Lack of information related to pollution exposure key issue for low-income households

January 20, 2022

A lack of information is an often overlooked but important cause of pollution exposure among low-income households or communities of color, according to University of Michigan researchers.

The researchers say the disproportionate exposure of pollution on those vulnerable groups is widely studied and known, as are such causes as income inequality, discrimination and the decision of industries to locate factories in places where their costs are lowest. Still, they find limited or missing information about pollution also affects those groups or communities to a greater degree than other segments of the population—with far less attention paid to what this means from an environmental justice standpoint.

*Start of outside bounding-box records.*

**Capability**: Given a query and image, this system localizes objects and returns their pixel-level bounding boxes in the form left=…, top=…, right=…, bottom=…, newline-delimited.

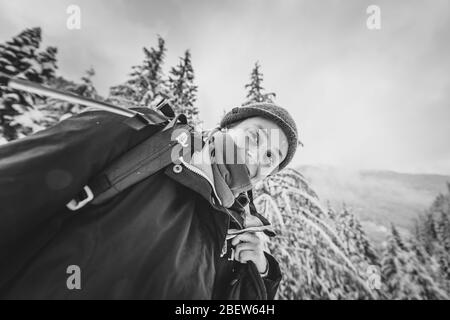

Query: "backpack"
left=66, top=101, right=203, bottom=211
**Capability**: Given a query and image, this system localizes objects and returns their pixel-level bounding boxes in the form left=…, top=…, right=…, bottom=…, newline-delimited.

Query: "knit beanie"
left=220, top=102, right=299, bottom=170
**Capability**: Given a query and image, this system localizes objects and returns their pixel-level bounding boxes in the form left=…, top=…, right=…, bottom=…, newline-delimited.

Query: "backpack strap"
left=66, top=115, right=203, bottom=211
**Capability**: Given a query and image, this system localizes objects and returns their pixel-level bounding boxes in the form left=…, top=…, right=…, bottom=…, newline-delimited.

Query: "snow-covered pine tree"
left=0, top=28, right=56, bottom=140
left=415, top=184, right=450, bottom=296
left=381, top=225, right=449, bottom=299
left=108, top=36, right=167, bottom=107
left=38, top=47, right=58, bottom=84
left=255, top=168, right=378, bottom=299
left=243, top=62, right=276, bottom=105
left=335, top=203, right=379, bottom=276
left=168, top=50, right=200, bottom=126
left=39, top=67, right=103, bottom=122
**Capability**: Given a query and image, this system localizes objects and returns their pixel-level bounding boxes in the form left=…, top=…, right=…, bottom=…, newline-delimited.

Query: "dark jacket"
left=0, top=111, right=280, bottom=299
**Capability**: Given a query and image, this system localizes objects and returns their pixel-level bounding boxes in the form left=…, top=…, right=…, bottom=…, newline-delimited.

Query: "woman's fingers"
left=237, top=250, right=259, bottom=264
left=234, top=242, right=258, bottom=260
left=231, top=232, right=261, bottom=246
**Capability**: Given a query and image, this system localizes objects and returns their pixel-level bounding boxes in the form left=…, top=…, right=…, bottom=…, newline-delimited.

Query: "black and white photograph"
left=0, top=0, right=450, bottom=304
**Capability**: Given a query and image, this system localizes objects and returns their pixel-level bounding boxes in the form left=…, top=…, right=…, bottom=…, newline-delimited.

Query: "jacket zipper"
left=179, top=157, right=243, bottom=230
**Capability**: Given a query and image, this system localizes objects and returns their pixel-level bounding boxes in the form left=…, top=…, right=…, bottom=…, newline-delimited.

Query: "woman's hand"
left=231, top=232, right=268, bottom=274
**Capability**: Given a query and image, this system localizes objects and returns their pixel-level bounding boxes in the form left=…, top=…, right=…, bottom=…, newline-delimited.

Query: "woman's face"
left=227, top=117, right=288, bottom=184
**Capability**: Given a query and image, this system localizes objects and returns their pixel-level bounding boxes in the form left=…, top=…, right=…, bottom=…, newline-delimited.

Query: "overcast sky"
left=0, top=0, right=450, bottom=174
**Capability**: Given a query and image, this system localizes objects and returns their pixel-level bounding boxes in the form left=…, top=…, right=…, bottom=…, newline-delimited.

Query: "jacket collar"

“Society frequently fails to recognize just how much pollution people are exposed to and how much it affects their health,” said Catherine Hausman, an associate professor at the Ford School of Public Policy who co-authored the study with Samuel Stolper, an environmental and energy economist with U-M’s School for Environment and Sustainability. “This failure disproportionately hurts low-income communities, and it’s one of the many reasons that the current push for environmental justice is important.”

The researchers developed a model of the housing decision near a source of pollution when air quality isn’t known. Their goal was to shed light on how information failures affect pollution exposure and household well-being—focusing on how those impacts differ across income levels.

They concur with common findings that low-income households are exposed to more pollution, but their work also shows that those households are exposed to more hidden pollution and experience greater damages from a lack of information. The latter two, more novel findings occur because households sort according to known pollution, which is positively correlated with hidden pollution because of the way it dissipates, the study says.

Hidden pollution is more challenging, researchers say, precisely because of its intangibility: Pollution isn’t always visible or odor-producing. What’s more, government air-quality monitoring is sparse and regulators rely on self-reporting for certain emissions—and some companies have been prosecuted for tampering with equipment or obscuring pollution levels.

Beyond what it reveals about pollution exposure, Hausman and her colleagues say hidden factors and the lack of information about them could create income-based or racial disparities in other contexts, such as climate change or groundwater sources.

As far as recommendations, the study notes a Biden administration order that calls for creating new data tools and communication plans for dealing with environmental injustices. Among other things, the order directs environmental officials to create a community notification program to provide real-time data to the public on pollution, including emissions and toxins.

Such policies are valuable and attainable because they are less costly and politically challenging to implement, but the researchers caution they alone aren’t sufficient for full equity.

The study "Inequality, information failures, and air pollution," was published in the Journal of Environmental Economics and Management.

This story was written and published by Michigan News.